Les chauffeurs de taxi de Maurice avertissent que leurs moyens de subsistance sont gravement menacés à la suite d’une chute catastrophique de 50 % de leur activité, qu’ils attribuent à une concurrence déloyale et au manque de réglementations claires.
L’Association des propriétaires de taxis hôteliers du nord, aux côtés de représentants des secteurs aéroportuaire et portuaire, a tenu une conférence de presse d’urgence lundi 6 juillet, au St-George Hotel à Port-Louis, pour exiger une intervention gouvernementale immédiate et une réforme structurelle.

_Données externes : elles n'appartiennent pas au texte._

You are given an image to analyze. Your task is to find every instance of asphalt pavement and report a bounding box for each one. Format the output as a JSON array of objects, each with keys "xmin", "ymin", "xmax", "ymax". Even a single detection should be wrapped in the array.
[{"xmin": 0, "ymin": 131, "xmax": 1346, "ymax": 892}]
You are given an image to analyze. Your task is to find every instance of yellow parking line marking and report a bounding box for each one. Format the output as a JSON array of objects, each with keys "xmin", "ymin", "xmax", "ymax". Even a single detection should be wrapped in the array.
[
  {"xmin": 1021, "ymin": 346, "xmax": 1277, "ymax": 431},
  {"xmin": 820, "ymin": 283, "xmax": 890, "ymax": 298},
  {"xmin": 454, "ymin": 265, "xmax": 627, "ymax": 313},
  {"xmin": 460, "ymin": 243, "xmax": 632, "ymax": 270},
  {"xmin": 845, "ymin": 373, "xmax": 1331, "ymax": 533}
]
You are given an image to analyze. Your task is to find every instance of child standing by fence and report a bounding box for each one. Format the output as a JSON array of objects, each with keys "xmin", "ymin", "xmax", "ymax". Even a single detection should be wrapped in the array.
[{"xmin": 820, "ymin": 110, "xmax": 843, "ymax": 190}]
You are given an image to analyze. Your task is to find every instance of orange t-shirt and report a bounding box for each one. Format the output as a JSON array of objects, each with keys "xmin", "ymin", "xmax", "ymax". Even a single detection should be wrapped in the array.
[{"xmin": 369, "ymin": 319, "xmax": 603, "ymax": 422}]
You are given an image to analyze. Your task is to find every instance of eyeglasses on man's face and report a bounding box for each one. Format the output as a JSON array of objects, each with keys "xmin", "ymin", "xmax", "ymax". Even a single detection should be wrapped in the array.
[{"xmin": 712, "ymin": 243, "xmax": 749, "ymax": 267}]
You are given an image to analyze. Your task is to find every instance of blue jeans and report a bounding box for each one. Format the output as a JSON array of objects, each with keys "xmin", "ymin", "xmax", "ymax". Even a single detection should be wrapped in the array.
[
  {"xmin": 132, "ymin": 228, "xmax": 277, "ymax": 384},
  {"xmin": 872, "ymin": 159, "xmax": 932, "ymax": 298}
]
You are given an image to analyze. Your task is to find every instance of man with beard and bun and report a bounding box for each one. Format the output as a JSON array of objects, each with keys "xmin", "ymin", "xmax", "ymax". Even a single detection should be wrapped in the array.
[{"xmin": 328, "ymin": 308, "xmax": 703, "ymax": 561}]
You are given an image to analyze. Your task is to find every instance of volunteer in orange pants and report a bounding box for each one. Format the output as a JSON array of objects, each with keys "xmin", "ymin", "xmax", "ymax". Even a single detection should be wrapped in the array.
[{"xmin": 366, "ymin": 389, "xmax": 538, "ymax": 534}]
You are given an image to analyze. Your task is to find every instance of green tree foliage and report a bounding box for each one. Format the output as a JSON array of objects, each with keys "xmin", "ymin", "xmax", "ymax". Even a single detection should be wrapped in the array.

« Notre assiette de nourriture est en train de disparaître »
Vengidasamy Naick Ganeshen, président de l’Association des propriétaires de taxis hôteliers du nord — qui représente les chauffeurs desservant les hôtels, l’aéroport, le port et les villages locaux — a lancé un avertissement net sur la réalité financière à laquelle ses membres sont confrontés.
« Nous avons le sentiment que notre gagne-pain est en train de disparaître », a déclaré M. Ganeshen hier aux journalistes.
Les chauffeurs affirment que d’autres opérateurs de transport empiètent sur les territoires des taxis traditionnels, opérant selon des règles qu’ils jugent opaques et peu claires.
Les hubs aéroportuaires et portuaires sous tension
La crise se fait ressentir de manière aiguë dans les grands pôles de transit. Yougendranath Audit, président de l’Association des propriétaires de taxis d’aéroport, a révélé que l’afflux d’opérateurs illégaux et non licenciés (taxis marrons), combiné à des taxis de villages ruraux récupérant les passagers de l’aéroport, a décimé le commerce local.
« À l’aéroport, nous n’avons plus de travail », a déclaré M. Audit. « Notre activité a diminué de 50 %, et il en va de même au port. »
Une crise similaire a été signalée au port. Les conducteurs ont remarqué que lorsque les navires de croisière se posent, les transferts vers les hôtels et l’aéroport sont déjà entièrement prévoyés pour les passagers dès leur débarquement.
Ce système coordonné laisse les chauffeurs de taxi traditionnels du port pratiquement sans clients.
Demandes de réforme numérique
En réponse à ce recul, les associations appellent à des règles de jeu équitables et à une meilleure organisation du secteur afin d’assurer un accès au travail plus juste.
Elles pressent les autorités d’établir une plateforme officielle et transparente de fonctionnement en ligne, gérée par le Fonds de Bien-être des Opérateurs de Taxi.
Une nouvelle union nationale
Pour renforcer leur pouvoir de négociation, M. Ganeshen a annoncé la création d’une nouvelle plateforme ombrelle baptisée « Union Taxi de l’île ».
Le groupe est actuellement en cours de structuration afin de réunir tous les chauffeurs de taxi de l’île pour mieux défendre les intérêts de la profession et affronter les défis permanents du secteur.
La nouvelle union, encore émergente, affiche déjà une présence significative, avec une adhésion estimée entre 1 500 et 2 000 conducteurs à ce jour.